Week Ahead: A Fed Meeting and Lots of Housing Data

Federal Reserve policy makers will garner a lot attention next week as they gather for a two-day meeting scheduled for Tuesday and Wednesday.

The question, of course, is what -- if anything -- the Fed can do to ward off another recession.

Last month the Federal Open Market Committee, which sets interest rates and formulates much of U.S. fiscal policy, announced a key interest rate would remain at a historically low level at least until mid-2013.

The move was extraordinary in that the Fed has historically shied away from revealing its long-term strategies, a policy that ostensibly gives it flexibility to modify its decisions if necessary.

But with interest rates locked in for another two years, and Congress averse to generating more debt by allowing the Fed to pump more cash into financial markets, its uncertain what the Fed can do except clarify its precise take on economic conditions in the U.S.

Investors will be parsing the central bank's words carefully.

Elsewhere, the economics calendar includes plenty of housing data, but not much else.

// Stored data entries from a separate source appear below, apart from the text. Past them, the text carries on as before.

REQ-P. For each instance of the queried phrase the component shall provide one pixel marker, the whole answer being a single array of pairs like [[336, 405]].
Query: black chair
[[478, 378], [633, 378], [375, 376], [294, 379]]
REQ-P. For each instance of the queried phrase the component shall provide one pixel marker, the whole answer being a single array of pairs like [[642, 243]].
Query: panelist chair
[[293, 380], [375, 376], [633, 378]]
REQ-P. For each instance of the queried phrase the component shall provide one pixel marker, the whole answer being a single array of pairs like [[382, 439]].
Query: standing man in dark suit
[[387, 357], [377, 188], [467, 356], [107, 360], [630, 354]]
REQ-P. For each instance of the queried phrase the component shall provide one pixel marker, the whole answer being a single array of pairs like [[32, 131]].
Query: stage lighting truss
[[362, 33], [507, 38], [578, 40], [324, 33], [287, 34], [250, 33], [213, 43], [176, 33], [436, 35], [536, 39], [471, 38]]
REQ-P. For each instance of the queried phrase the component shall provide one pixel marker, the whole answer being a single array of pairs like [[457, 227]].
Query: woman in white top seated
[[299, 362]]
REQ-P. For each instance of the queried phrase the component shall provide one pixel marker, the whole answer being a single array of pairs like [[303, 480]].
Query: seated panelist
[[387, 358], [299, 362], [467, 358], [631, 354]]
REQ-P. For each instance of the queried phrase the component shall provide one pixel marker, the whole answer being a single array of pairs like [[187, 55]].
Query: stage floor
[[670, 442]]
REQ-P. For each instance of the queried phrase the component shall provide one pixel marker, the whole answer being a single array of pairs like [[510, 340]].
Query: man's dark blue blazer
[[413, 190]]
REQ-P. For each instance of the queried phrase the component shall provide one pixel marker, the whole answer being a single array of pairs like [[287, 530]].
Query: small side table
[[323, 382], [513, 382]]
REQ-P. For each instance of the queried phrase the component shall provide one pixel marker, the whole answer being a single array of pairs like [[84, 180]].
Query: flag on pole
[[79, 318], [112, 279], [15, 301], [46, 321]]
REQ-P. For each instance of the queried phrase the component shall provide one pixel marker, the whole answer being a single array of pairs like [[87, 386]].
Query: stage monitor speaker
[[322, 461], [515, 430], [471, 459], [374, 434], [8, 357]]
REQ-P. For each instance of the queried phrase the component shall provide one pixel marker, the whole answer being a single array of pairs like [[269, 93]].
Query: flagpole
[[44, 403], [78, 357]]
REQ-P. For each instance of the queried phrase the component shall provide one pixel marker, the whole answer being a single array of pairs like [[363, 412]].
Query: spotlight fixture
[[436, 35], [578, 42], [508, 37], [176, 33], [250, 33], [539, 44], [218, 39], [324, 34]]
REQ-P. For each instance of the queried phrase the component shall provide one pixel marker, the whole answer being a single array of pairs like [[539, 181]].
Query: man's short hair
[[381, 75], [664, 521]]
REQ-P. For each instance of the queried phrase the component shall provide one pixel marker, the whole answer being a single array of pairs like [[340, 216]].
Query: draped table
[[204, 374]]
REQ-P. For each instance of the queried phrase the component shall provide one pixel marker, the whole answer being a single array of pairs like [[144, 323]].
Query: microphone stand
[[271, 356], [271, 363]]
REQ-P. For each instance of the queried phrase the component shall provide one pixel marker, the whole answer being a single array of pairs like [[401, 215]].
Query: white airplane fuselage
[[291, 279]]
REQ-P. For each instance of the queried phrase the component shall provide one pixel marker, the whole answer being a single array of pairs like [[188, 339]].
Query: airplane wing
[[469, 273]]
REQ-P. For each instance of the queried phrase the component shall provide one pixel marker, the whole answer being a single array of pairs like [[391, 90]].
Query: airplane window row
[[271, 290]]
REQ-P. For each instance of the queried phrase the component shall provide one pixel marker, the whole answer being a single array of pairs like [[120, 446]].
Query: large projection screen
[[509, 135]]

From next weeks releases investors will learn whether the housing sector got a much needed boost over the summer. On Monday the National Association of Home Builders housing market index, which gauges builder sentiment, is due and its expected to hold steady at its current low level of 15. According to Dow Jones Newswires, the index was regularly topping 70 at the peak of the housing boom five years ago. Not anymore.

Housing starts and permits are due on Tuesday and both numbers are expected to have declined in August. Existing homes sales for August are due Wednesday and demand is not expected to have increased much, if at all, in August.

The struggling housing market serves as a microcosm of the broader economic malaise that threatens to push the U.S. back into recession. No one seems to know what to do about it.

Despite record-low mortgage rates and a vast inventory of homes, the prevailing mood of economic uncertainty has left few Americans willing to make perhaps the biggest investment of their lives. So houses are sitting on the market and home values continue to fall.

With that in mind, a report on jobless claims for the week ending Sept. 17 is due on Thursday.